LinkedIn is seeking a Staff Software Engineer to join their AI Platform team, focusing on scaling large model training and serving infrastructure. The role involves working with cutting-edge AI technologies including LLMs, recommendation systems, and computer vision models. The team is responsible for optimizing performance across algorithms, frameworks, and hardware, managing thousands of GPU cards.
The position spans multiple critical areas: Model Training Infrastructure, where you'll build next-gen training systems for AI use cases, work with popular libraries like Huggingface and PyTorch, and enable distributed training for massive models. Feature Engineering, where you'll develop the Feature Platform handling millions of QPS and terabytes of data. Model Serving Infrastructure, focusing on low-latency applications serving large complex models. And MLOps, covering metadata, observability, orchestration, and experimentation systems.

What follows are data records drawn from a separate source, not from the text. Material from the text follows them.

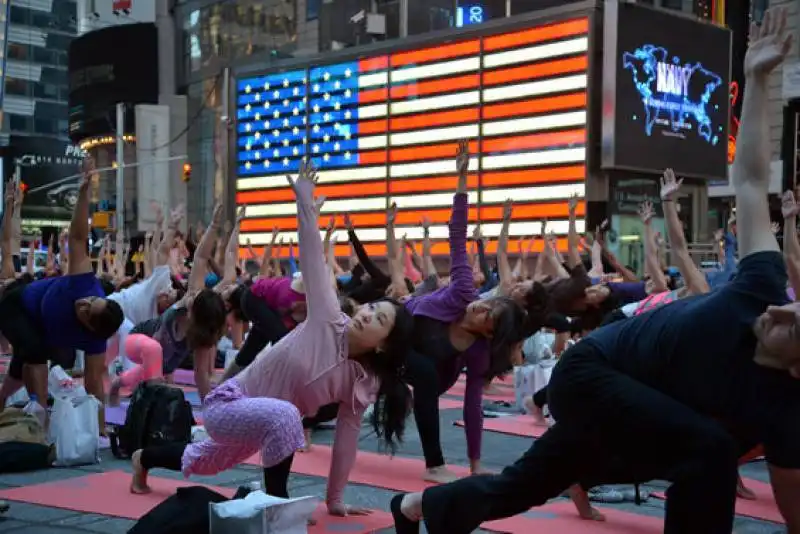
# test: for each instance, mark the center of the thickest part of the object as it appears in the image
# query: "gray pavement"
(499, 450)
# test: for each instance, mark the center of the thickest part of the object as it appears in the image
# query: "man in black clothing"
(678, 393)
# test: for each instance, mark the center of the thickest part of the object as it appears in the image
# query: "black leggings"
(429, 380)
(267, 327)
(276, 478)
(21, 331)
(598, 409)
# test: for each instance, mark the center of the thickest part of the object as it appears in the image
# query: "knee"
(717, 449)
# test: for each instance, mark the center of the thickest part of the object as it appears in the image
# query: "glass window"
(18, 51)
(19, 123)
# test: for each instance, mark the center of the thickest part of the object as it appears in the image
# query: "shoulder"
(761, 276)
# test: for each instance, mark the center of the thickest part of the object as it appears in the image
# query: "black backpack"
(157, 415)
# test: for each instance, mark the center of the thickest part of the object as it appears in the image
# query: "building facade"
(36, 82)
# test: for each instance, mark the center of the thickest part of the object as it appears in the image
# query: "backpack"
(157, 415)
(185, 512)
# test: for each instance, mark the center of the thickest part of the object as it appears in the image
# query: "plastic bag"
(75, 430)
(259, 513)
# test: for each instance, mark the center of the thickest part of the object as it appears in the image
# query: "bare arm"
(651, 249)
(750, 172)
(78, 256)
(197, 276)
(573, 254)
(504, 271)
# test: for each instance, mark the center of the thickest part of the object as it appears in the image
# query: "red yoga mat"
(371, 469)
(764, 507)
(108, 494)
(515, 425)
(460, 387)
(562, 517)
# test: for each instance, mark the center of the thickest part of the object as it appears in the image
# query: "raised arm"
(79, 261)
(695, 280)
(197, 276)
(651, 264)
(323, 304)
(750, 171)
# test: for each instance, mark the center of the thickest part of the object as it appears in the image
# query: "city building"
(36, 81)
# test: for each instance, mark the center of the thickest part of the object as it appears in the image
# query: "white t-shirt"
(140, 301)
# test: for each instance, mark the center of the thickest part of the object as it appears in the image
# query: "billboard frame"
(590, 9)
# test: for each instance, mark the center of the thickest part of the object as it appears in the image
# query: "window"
(19, 123)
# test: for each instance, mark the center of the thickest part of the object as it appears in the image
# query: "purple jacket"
(448, 304)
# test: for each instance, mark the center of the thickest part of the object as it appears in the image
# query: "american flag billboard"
(384, 129)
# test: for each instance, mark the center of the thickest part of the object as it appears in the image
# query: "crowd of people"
(677, 375)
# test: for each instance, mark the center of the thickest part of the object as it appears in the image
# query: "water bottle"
(35, 409)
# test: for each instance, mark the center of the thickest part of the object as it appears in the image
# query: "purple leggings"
(239, 426)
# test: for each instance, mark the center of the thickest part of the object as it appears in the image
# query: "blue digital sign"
(466, 15)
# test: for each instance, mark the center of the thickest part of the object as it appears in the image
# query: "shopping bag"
(75, 430)
(259, 513)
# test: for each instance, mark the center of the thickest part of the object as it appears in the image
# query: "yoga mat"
(371, 469)
(109, 494)
(764, 507)
(460, 387)
(515, 425)
(450, 404)
(562, 517)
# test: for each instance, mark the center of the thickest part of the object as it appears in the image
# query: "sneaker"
(630, 494)
(606, 495)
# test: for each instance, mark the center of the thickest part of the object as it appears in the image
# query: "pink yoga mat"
(108, 494)
(459, 388)
(561, 517)
(764, 507)
(371, 469)
(515, 425)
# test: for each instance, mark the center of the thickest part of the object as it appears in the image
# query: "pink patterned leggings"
(146, 352)
(238, 427)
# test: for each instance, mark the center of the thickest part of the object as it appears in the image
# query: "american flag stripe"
(384, 129)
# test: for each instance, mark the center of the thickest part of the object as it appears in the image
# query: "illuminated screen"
(671, 94)
(385, 129)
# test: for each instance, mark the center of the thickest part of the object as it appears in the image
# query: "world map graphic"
(676, 96)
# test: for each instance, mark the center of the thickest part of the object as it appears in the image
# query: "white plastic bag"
(75, 430)
(259, 513)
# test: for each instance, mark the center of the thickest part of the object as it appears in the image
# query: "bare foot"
(536, 412)
(585, 508)
(743, 492)
(411, 506)
(307, 438)
(139, 482)
(439, 475)
(113, 392)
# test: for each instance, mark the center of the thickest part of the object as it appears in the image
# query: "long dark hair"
(393, 404)
(509, 329)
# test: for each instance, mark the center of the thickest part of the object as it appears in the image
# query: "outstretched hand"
(670, 185)
(789, 206)
(769, 43)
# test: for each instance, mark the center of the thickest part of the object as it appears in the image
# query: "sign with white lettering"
(467, 15)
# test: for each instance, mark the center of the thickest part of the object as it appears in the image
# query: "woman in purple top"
(64, 313)
(452, 328)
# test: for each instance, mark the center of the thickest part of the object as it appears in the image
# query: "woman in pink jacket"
(329, 358)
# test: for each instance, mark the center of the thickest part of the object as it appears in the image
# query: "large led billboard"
(384, 129)
(666, 97)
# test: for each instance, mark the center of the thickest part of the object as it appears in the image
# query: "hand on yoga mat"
(343, 510)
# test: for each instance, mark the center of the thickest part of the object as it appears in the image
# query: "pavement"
(499, 450)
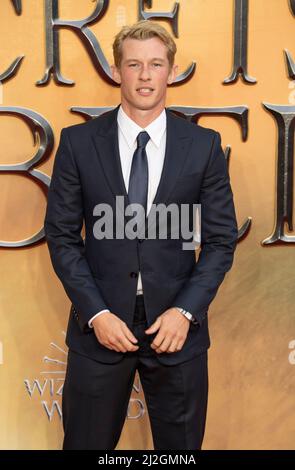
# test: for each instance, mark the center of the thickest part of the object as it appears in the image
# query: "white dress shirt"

This is an opportunity to advance one of the world's most scalable AI platforms while working with talented researchers and engineers. The role offers significant technical challenges in distributed systems, deep learning optimization, and large-scale data processing. You'll have the chance to influence open-source projects and define the future of AI infrastructure at LinkedIn.
The position combines technical leadership with hands-on engineering, requiring both strategic thinking and deep technical expertise. You'll mentor other engineers while staying close to cutting-edge AI developments. The hybrid work environment offers flexibility while maintaining strong team collaboration and culture.